Credo che, a questo punto, quando si parla di “vino di lusso “, si intende un momento che un grande vino può concederci, come il sorseggiare senza ansia un calice di vino alla vista di un tramonto, davanti a un camino, sentire sensazioni tattili e gustose nello scoprire la grande evoluzione di determinati vini dopo un ottimo invecchiamento, concedersi abbinamenti con il cibo goderecci o per nulla scontati.
Ecco per me cosa si intende per lusso nel mondo del vino.

Lo chef stellato, ROBERTO DI PINTO: titolare del SINE BY DI PINTO a Milano, meta gastronomica ( da poco insignita della prima stella Michelin) che ha saputo mantenere una forte identità culinaria – la napoletanità dello chef – insieme a un sapiente utilizzo dell’alta qualità nei piatti realizzati.
–Cos’è secondo te il lusso nella ristorazione di alto livello oggi?
Risiede nella comodità, nel far stare bene l’ospite che entra in alcuni ristoranti per dedicarsi del tempo e non per dedicarlo al ristorante, come una sorta di SPA. Ho sempre pensato di dover creare un servizio su misura per loro, per fidelizzarli nel tempo e creare un rapporto duraturo, aspetto che, da tanto tempo, è venuto a mancare.
Ho spesso a che fare con una clientela eterogenea ma molto attenta a tutto, soprattutto al servizio in sala: spesso, i clienti possono anche aver mangiato bene, ma se il servizio è stato carente, sicuramente sarannno persi e non torneranno più. Per questo, la cura e la dedizione per il servizio e la formazione della brigata, è uno dei punti cardini nello svolgimento quotidiano del mio lavoro.
– Il mangiare bene, di qualità – il fine dining – è morto, secondo te?
Assolutamente no, ma è sicuramente in evoluzione: non a caso, da oltre un anno, con il rebrading del mio ristorante, ho anticipato i tempi di quello di cui spesso oggi si parla. Infatti, dalla stessa parola, ‘Sine’, che in latino significa ‘ senza’, avevamo voluto sottolineare il messaggio che da noi il superfluo sarebbe stato eliminato per concentrarci esclusivamente sul cliente e le sue aspettative, abbattendo eventuali muri fra di noi ed essere un ambiente inclusivo, non esclusivo.

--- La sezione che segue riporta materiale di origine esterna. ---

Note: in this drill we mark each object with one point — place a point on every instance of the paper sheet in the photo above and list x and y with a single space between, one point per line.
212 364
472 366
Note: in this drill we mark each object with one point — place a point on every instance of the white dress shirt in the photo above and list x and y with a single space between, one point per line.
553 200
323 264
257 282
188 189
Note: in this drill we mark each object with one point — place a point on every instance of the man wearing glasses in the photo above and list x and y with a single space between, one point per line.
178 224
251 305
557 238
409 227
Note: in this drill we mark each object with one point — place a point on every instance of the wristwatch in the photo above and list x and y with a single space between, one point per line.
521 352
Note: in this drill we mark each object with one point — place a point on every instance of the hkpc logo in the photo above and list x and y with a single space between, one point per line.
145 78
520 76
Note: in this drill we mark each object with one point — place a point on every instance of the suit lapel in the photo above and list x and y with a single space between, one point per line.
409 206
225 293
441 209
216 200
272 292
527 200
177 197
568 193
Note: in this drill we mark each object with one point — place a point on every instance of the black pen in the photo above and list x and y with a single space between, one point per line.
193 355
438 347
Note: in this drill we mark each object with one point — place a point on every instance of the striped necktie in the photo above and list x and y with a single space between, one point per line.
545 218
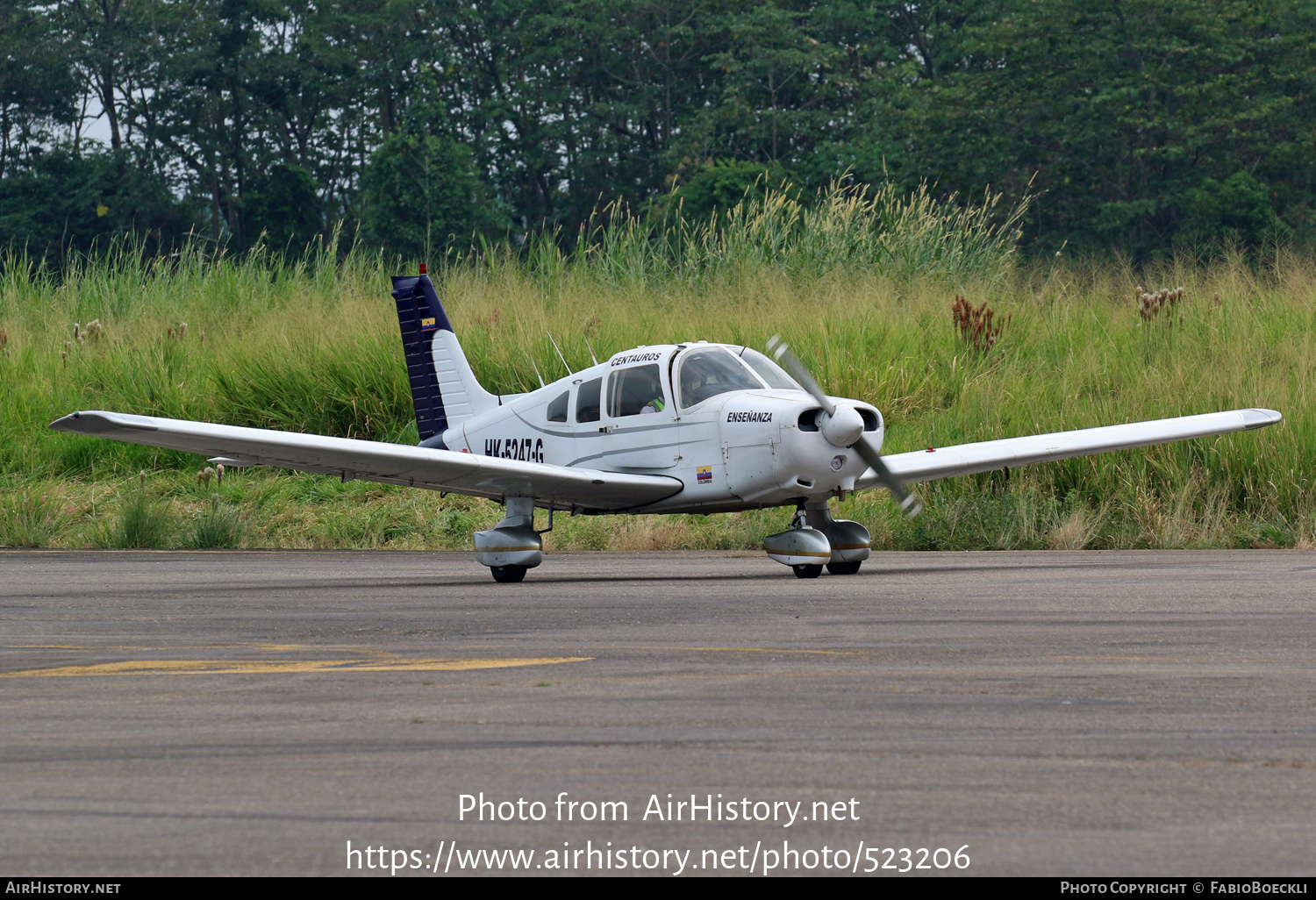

Ritengo che sia stato proprio il manifesto dell’UNCONVENTIONAL FINE DINING a farci apprezzare dalla Michelin, proprio perché diamo particolare risalto alla qualità – dei piatti e del servizio – e rispetto dell’ambiente urbano, Milano, appunto.

–Nel tuo ristorante, coltivi una cucina che si può definire di lusso?
Noi abbiamo una clientela molto variegata: dai giovani, ai manager, professionisti, famiglie etc… Non vedo un ceto sociale nel mio ristorante.
Siamo un ristorante attento anche alla spesa, non vogliamo essere elitari, pur avendo tutte le carte per esserlo.
Abbiamo vari menù, personalizzabili; una carta vini con prezzi accessibili e vini interessanti afficancati a etichette molto ricercate e famose. Insomma, ce n’è per tutti!
Ogni nostro cliente è nel luogo giusto, nessuno si sente nel posto sbagliato quella sera, e bisogna comunicarlo bene!
Oggi la comunicazione fa parte del lavoro da fare, i canali ci sono , vanno usati e gestiti nel miglior modo possibile.